18.
-
part ii-
geçen hafta kahvaltı sözümüz vardı, yine bir pazar sabahıydı, tek fark o zaman açık havada güzel bir kahvaltı yapabilme umuduyla
yola çıkmıştık. ne oldu da buluşamadık, şimdi ki gelmen sanırım bir özür gibi. ancak korkutur benin hep: bir özür gibi yapılan
ziyaretler, aşar amacını, özür den ziyade artık bir sonra ki aşamalar geçilerek hızlı adımlar ile ilerlenir duygular.

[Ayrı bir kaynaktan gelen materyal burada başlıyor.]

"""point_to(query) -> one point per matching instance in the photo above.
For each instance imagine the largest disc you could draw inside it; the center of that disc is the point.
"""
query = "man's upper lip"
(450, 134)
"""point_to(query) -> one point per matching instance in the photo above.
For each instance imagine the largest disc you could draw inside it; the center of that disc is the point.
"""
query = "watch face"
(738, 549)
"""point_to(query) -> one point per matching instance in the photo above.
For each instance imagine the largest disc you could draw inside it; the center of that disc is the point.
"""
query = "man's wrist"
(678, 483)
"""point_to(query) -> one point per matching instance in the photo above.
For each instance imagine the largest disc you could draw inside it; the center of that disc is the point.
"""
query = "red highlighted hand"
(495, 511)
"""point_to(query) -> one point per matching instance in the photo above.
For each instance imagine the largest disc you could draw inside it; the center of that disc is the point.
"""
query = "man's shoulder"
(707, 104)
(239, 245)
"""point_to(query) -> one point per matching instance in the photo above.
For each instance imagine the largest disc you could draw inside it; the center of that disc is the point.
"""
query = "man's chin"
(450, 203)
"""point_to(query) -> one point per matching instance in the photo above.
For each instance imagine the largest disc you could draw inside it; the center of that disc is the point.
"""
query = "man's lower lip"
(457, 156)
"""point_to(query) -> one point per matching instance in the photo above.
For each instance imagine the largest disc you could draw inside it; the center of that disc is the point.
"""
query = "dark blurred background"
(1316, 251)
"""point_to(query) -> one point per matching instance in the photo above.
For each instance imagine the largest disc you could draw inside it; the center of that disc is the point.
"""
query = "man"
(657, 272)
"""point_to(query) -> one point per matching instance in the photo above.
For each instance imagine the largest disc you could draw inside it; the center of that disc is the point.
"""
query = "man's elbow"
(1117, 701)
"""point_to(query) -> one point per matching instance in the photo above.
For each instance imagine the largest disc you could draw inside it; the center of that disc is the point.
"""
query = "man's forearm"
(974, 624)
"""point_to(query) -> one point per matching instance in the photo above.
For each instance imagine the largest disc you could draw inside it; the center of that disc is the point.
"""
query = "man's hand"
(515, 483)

kahvaltı ya dönelim : sen, ben, tanımlanamayan duygular, tanımlanamayan aşk,biraz reçel, gül reçeli olsun, biraz yumurta, bel ki
sucuk, bal, tereyağ, az biraz da soğuk ve kar mı, yağmur mu ? belli olmayan bir hava durumu.
tek bilinen senin üzerinde ince bir bluz, hafif bir dekolte ve abartısız bir makyaj. tarif ettiğim gibi giyinmiş ve gelmişsin.
bu sabah sanırsam birimizin en çok istediği ve diğerimizin bundan sonra hep isteyeceği bir duygula doğru ilerleyeceğiz kahvaltıdan
sonra...
devam eder bu...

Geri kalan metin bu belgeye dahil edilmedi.